In its first meeting in 2026, the Speakers’ Forum, the highest policy-making body for the country’s legislative sector, considered a report on the realignment of the sector’s 7th Term Strategic Framework. All present agreed that the sector must do things differently because it can no longer ignore the socio-economic despondency engulfing the nation.
Participating in the meeting that took place at Parliament recently, the Secretary to the Mpumalanga Provincial Legislature and Technical Supporter of the Sector’s Strategic Framework, Mr Hubert Shabangu, said: “We have to do things differently to gain public trust that has eroded over time.” He said the strategy is a result of a multi-engagement consultation process with key stakeholders that began in 2022.
The key priorities of the framework are, among others, the need to have a transformative sector that changes how it does its business, one that could answer the charge: “where was the sector when the state capture happened?”
Mr Shabangu said: “These are perceptions that have nudged us to come up with the sector’s strategic framework that is proactive rather reactive in its form and substance. For this to be achieved, the sector must have a collaborative partnership with critical stakeholders such as SALGA to ensure that its oversight mechanism takes into account the performance of municipalities in executing their service delivery mandates.”
The report suggested that the sector should identify its critical stakeholders and must have a sector database to strengthen its statutory compliance with its public participation mandate in its law-making processes to avoid litigation.

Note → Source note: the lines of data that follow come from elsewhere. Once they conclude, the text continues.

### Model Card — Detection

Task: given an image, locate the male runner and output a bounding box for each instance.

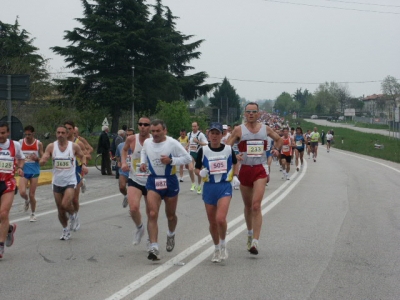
[74,126,93,193]
[39,125,86,240]
[227,102,282,255]
[121,117,152,247]
[310,127,320,162]
[294,127,305,171]
[187,122,208,194]
[280,127,295,180]
[116,128,134,208]
[305,130,312,159]
[177,129,191,183]
[140,119,191,260]
[220,125,230,144]
[326,130,334,152]
[19,125,44,222]
[0,122,25,259]
[195,122,239,263]
[64,121,89,231]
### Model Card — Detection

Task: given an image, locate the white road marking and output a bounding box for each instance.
[105,162,307,300]
[332,148,400,174]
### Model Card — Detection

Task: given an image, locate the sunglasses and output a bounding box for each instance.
[137,123,150,127]
[245,110,258,114]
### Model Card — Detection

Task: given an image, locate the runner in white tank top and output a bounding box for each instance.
[226,102,283,255]
[121,117,152,247]
[40,125,86,241]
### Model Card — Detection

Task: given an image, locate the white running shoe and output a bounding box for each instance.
[29,214,37,222]
[147,247,160,261]
[122,195,128,208]
[286,174,290,180]
[249,240,259,255]
[133,225,145,245]
[81,178,86,193]
[60,228,71,240]
[69,213,75,231]
[166,235,175,252]
[211,248,221,263]
[220,245,228,260]
[73,214,80,231]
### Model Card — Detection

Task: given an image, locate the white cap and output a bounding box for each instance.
[222,124,228,130]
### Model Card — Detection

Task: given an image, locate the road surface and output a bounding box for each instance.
[1,149,400,300]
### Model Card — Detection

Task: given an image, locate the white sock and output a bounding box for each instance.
[215,244,220,250]
[220,240,226,247]
[167,230,175,237]
[150,243,159,250]
[247,230,253,236]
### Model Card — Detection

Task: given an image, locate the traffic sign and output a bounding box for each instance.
[102,118,109,126]
[0,74,30,101]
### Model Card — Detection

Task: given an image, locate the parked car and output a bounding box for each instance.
[311,115,318,119]
[338,116,345,121]
[327,116,337,121]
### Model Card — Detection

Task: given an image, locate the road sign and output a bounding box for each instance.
[0,75,30,101]
[395,107,399,122]
[102,118,109,126]
[344,108,355,116]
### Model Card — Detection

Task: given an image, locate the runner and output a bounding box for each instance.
[64,121,89,231]
[116,128,134,208]
[177,129,191,183]
[187,122,208,194]
[310,127,320,162]
[294,127,305,171]
[39,125,87,240]
[220,125,230,144]
[139,119,191,260]
[0,122,25,259]
[305,129,312,159]
[74,126,93,193]
[19,125,44,222]
[280,127,295,180]
[326,130,334,152]
[290,127,295,165]
[227,102,282,255]
[195,122,239,263]
[121,117,152,247]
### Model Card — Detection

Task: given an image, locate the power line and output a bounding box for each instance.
[262,0,400,14]
[323,0,400,8]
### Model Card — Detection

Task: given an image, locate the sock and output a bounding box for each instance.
[215,245,220,250]
[220,240,226,247]
[137,223,143,229]
[167,230,175,237]
[252,238,259,244]
[150,243,159,250]
[247,230,253,236]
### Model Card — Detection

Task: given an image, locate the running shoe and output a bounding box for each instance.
[60,228,71,240]
[234,186,239,190]
[146,238,151,252]
[0,244,4,259]
[147,247,160,261]
[247,235,253,251]
[296,167,299,172]
[197,186,202,195]
[24,200,29,212]
[166,234,175,252]
[249,240,259,255]
[30,214,37,222]
[220,245,228,260]
[179,178,184,182]
[211,249,221,263]
[73,214,81,231]
[133,225,145,245]
[6,223,17,247]
[122,195,128,208]
[69,213,76,231]
[190,183,196,191]
[314,158,316,162]
[286,174,290,180]
[81,178,87,193]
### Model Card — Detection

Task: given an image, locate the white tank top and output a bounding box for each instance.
[52,141,77,187]
[238,124,268,166]
[129,134,149,185]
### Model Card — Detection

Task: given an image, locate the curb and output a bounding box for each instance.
[16,172,53,186]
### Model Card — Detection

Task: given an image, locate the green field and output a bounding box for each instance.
[299,120,400,163]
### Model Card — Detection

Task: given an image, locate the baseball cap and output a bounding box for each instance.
[222,124,228,130]
[209,122,223,133]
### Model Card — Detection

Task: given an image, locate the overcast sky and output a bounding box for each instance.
[3,0,400,101]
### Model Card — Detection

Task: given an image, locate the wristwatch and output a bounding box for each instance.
[170,158,173,165]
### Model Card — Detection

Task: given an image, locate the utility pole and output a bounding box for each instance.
[131,66,135,127]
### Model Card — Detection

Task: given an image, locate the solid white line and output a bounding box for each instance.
[11,193,120,223]
[105,163,306,300]
[134,161,308,300]
[332,148,400,174]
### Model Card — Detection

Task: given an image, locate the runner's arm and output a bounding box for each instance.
[39,143,53,166]
[226,126,240,146]
[73,143,87,166]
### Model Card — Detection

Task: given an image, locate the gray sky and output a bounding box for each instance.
[3,0,400,101]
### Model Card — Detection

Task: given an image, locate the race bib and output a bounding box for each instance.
[282,145,290,152]
[0,158,14,172]
[189,143,198,152]
[54,158,72,169]
[209,157,227,175]
[246,141,264,157]
[155,178,167,190]
[23,151,37,163]
[296,140,302,147]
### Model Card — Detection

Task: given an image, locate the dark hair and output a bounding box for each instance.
[245,102,259,110]
[151,119,166,130]
[0,121,9,131]
[126,128,135,134]
[291,127,294,131]
[57,125,68,131]
[296,126,303,134]
[24,125,35,132]
[282,127,289,131]
[122,125,127,131]
[64,120,75,128]
[180,128,186,132]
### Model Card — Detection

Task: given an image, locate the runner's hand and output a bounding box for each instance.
[236,153,244,161]
[232,176,240,187]
[121,162,129,172]
[140,163,147,172]
[199,168,208,178]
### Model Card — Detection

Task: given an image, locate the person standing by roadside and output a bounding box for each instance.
[0,122,25,259]
[19,125,44,222]
[97,126,112,175]
[321,130,325,145]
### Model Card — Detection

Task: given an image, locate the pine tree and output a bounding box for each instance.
[209,78,241,124]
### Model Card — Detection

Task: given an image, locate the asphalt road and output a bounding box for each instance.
[1,149,400,300]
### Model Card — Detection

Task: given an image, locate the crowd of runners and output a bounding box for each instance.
[0,104,333,261]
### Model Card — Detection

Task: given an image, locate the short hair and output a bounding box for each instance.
[282,127,289,131]
[180,128,186,132]
[151,119,166,130]
[57,125,68,132]
[291,127,294,131]
[0,121,9,131]
[126,128,135,134]
[102,125,109,131]
[24,125,35,132]
[245,102,259,110]
[118,129,125,136]
[64,120,75,128]
[122,125,127,131]
[296,127,303,134]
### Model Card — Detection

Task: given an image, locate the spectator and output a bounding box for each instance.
[97,125,112,175]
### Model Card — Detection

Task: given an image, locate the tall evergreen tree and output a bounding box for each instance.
[209,78,241,124]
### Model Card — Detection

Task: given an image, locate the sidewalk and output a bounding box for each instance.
[16,171,52,186]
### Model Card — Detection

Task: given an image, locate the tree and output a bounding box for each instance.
[156,100,193,138]
[52,0,214,132]
[208,78,241,124]
[195,99,205,108]
[274,92,292,114]
[381,75,400,108]
[0,19,51,100]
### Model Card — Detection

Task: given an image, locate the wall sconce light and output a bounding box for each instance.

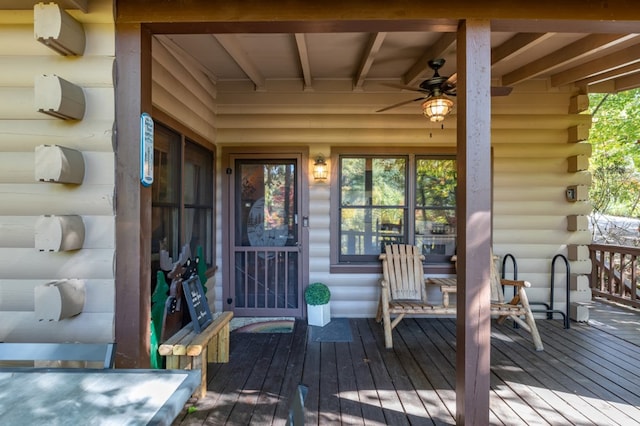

Additionally, the report recommended that nationally and provincially, the sector should ensure that its oversight findings and committees recommendations, both nationally and provincially, receive the appropriate response from the proper government departments. If this responsibility is not met, the sector’s oversight endeavor will not have the desired impact.
The report also underscores the need for the assessment of the impact of legislation and the need to have mechanisms to monitor and evaluate their socio-economic bearing on the lived experience of the citizenry, to ensure that law-making and oversight processes are not merely a matter of compliance but are impactful in combating the triple challenges of poverty, inequality and unemployment to improve the quality of life of South African citizens.
Ultimately, the report recommends that the sector should be responsive and transformative if it is to do things differently. To achieve that, the report states, the sector needs to ensure it enhances its impactful law-making processes and strengthens its outcomes-based oversight to ensure that the executive is more responsive and accountable to the sector’s oversight mandate.
The sector should also undertake meaningful and adequate public participation processes, strengthen sector co-operation and collaboration with critical stakeholders, and enhance capacity-building for members to enable them to uphold the prescripts of the new value proposition of a transformative legislative sector.
Many Speakers Forum members raised the issue how lack of adequate funding from the fiscus for its work and asked how the sector could effectively achieve these new oversight and law-making value propositions emanating from the report when it is not adequately funded to undertake them. Many speakers echoed the fact that the current status quo and the delays in passing the Legislative Sector Bill, which would ensure that the sector determines its own budget allocation or share from the national budget, remain an ongoing political concern.